Nel 2014 esce Il ragazzo invisibile, il primo film di supereroi italiano post 2000. Le premesse per qualcosa di buono ci sono tutte: un grosso nome in regia (Gabriele Salvatores, uno che di storie di ragazzi se ne intende), pochi volti di spicco confinati in ruoli da comprimari per non rubare la scena ai giovani, una campagna marketing cross-mediale che ha il suo culmine con una presentazione al Lucca Comics in cui presenziano il cast sia artistico che tecnico. Nonostante le buone intenzioni e gli altrettanto buoni incassi in sala, il film non soddisfa le aspettative: una dilagante sciatteria pervade sceneggiatura – non c’è una sola idea che non si sia vista almeno qualche dozzina di volte nei cinecomics dell’ultimo ventennio, oltre al fatto (anche un po’ imbarazzante alla lunga) di mostrare continuamente un ragazzino di 13 anni completamente nudo – e recitazione dell’intero cast.

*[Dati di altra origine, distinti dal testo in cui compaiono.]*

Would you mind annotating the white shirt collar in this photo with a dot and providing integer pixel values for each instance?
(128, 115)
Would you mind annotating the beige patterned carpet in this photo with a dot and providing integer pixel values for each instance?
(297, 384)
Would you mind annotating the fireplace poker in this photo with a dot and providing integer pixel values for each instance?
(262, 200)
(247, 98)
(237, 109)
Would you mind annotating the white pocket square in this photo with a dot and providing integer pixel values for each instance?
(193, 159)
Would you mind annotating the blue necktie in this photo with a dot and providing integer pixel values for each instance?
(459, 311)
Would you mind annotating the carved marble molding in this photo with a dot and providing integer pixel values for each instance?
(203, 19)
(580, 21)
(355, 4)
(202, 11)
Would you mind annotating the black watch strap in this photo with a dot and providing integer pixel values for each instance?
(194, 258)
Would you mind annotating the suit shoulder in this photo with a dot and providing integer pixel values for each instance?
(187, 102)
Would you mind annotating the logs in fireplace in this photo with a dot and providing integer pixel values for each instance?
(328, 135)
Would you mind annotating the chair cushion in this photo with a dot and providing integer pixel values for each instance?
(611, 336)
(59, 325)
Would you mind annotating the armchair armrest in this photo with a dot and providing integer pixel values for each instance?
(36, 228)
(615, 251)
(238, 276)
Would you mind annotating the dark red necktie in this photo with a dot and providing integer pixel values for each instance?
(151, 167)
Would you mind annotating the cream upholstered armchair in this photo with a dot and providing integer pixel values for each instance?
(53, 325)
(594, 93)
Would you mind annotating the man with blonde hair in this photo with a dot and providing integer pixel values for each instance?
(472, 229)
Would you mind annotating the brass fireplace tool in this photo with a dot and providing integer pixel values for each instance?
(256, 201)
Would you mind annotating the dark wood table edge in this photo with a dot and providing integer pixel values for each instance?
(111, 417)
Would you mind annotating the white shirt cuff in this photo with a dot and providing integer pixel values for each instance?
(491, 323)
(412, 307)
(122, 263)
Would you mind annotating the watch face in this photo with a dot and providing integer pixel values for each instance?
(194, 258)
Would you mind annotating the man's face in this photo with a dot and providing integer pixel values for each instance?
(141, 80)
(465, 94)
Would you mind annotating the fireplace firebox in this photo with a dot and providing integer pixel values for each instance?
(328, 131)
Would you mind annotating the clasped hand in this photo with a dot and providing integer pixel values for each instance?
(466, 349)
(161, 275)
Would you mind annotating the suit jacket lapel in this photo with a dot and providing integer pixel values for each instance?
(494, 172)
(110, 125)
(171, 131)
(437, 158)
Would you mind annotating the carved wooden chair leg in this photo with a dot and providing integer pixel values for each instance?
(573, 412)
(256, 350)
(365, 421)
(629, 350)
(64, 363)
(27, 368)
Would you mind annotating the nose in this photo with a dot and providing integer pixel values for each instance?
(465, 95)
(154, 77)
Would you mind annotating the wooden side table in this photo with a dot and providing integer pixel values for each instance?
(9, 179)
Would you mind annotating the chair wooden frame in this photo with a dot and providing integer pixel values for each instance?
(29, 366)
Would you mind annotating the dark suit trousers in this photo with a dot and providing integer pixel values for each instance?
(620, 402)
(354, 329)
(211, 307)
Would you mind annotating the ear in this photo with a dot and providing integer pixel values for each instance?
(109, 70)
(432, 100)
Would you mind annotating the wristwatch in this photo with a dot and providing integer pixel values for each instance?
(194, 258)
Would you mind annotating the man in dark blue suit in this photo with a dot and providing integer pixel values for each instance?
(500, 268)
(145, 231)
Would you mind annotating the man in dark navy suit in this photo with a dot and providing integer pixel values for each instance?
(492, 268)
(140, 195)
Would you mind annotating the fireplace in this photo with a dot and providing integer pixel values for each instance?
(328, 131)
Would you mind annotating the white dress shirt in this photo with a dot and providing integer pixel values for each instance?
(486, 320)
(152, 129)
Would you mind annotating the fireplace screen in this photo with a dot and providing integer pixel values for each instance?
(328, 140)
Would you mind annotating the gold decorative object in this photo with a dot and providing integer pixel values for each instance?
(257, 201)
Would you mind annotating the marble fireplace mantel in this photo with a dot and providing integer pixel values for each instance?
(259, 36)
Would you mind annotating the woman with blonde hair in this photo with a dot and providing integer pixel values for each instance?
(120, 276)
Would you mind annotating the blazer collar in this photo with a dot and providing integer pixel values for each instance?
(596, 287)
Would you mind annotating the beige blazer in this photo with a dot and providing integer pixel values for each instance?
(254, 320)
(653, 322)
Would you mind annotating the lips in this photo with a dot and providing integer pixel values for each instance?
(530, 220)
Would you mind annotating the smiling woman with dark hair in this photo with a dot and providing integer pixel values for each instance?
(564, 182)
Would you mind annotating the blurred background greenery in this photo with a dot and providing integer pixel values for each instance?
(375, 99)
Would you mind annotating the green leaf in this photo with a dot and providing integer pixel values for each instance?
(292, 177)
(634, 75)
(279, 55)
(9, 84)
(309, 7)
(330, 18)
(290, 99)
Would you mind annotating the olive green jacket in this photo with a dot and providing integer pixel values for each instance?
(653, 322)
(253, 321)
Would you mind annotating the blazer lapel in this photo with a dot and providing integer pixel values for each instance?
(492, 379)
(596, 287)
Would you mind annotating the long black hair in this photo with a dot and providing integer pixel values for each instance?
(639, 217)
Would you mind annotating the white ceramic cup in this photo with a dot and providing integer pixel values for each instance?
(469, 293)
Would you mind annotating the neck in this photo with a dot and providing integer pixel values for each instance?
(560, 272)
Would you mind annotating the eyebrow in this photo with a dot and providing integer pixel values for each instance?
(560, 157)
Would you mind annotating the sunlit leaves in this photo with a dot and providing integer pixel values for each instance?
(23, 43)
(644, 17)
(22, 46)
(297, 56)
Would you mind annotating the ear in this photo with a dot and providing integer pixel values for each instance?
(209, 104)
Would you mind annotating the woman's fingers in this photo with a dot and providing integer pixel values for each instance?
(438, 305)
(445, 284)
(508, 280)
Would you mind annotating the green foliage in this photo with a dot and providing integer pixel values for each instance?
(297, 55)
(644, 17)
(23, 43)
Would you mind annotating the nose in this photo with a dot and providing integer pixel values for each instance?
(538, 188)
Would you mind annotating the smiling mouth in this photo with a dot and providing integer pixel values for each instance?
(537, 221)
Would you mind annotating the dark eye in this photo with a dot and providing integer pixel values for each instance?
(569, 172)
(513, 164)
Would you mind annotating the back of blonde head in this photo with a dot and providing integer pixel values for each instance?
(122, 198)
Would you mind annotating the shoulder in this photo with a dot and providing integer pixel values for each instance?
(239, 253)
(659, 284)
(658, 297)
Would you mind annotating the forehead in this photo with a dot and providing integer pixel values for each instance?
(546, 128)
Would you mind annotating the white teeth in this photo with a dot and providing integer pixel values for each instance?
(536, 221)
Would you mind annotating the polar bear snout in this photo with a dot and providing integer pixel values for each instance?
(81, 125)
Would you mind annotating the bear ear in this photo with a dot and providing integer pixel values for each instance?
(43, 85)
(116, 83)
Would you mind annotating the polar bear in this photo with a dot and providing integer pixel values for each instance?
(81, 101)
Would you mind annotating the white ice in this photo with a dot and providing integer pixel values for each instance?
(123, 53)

L’anno successivo arriva al cinema quel piccolo miracolo di Lo chiamavano Jeeg Robot, dimostrando a tutti che è possibile realizzare un cinecomic originale e credibile anche nel nostro paese. La messa in cantiere del sequel de Il ragazzo invisibile non è sbandierata come il primo capitolo e anche la sua uscita in sala passa un po’ in sordina. Gabriele Salvatores è ancora alla regia, il cast di attori è rimasto invariato, la storia è una coerente prosecuzione di quella già narrata. E, nonostante alcuni difetti siano stati corretti, restano comunque troppi per poter parlare di un buon film.
Michele è rimasto orfano, vive alla giornata schivando i coetanei, frustrato dal fatto che nessuno sappia che è stato lui a salvare la città tre anni prima. Ritornerà a sorridere quando ritroverà sua madre e sua sorella, entrambe “speciali” come lui.
Il problema principale di questo sequel è che “vuo fa' l’americano ma è nato in Italy”; da un team di persone che, per giunta, sembrano sapere poco o nulla dell’argomento supereroi e cinecomics. Il cardine della storia è un ragazzo adolescente, abbandonato a se stesso, che ha il potere di diventare invisibile: come minimo sarebbe il presupposto ideale per mettere in scena una storia di dramma è crescita – il ragazzo ha perso due madri (non una, ma due!) e un padre – con risvolti magari imprevedibili dato la sua capacità speciale. Invece nulla; la scena più borderline è lui che si ubriaca alla festa di un amico e minaccia di svelare la propria invisibilità al mondo.
Inoltre se si parla di cinecomics, uno dei presupposti fondamentali sono le scene d’azione. Non necessariamente colossali, bastano anche cose più piccole. Qui invece il tasso d’azione è prossimo allo zero e persino nella scena finale (dove in genere si riservano sempre i colpi più spettacolari) sembra accadere poco o nulla, con sei cattivi contro il nostro protagonista che... se ne stanno impalati a guardarlo mentre lo scontro si riduce ad un uno contro uno a distanza!
Insomma, se il primo film era insipido, questo secondo capitolo riesce a esserlo ancora di più. Un film di supereroi dove il protagonista non è un eroe, né tantomeno è super. Dove non vi è la minima traccia d’azione e la parola “epicità” non è nemmeno stata cercata sul vocabolario dagli sceneggiatori. Dove, se l’evidente ispirazione sono gli X-Men, tutto il discorso sulla diversità non esiste perché l’unico motivo per cui Michele risulta essere “diverso” è semplicemente perché è antipatico agli altri personaggi. Figuramoci agli spettatori.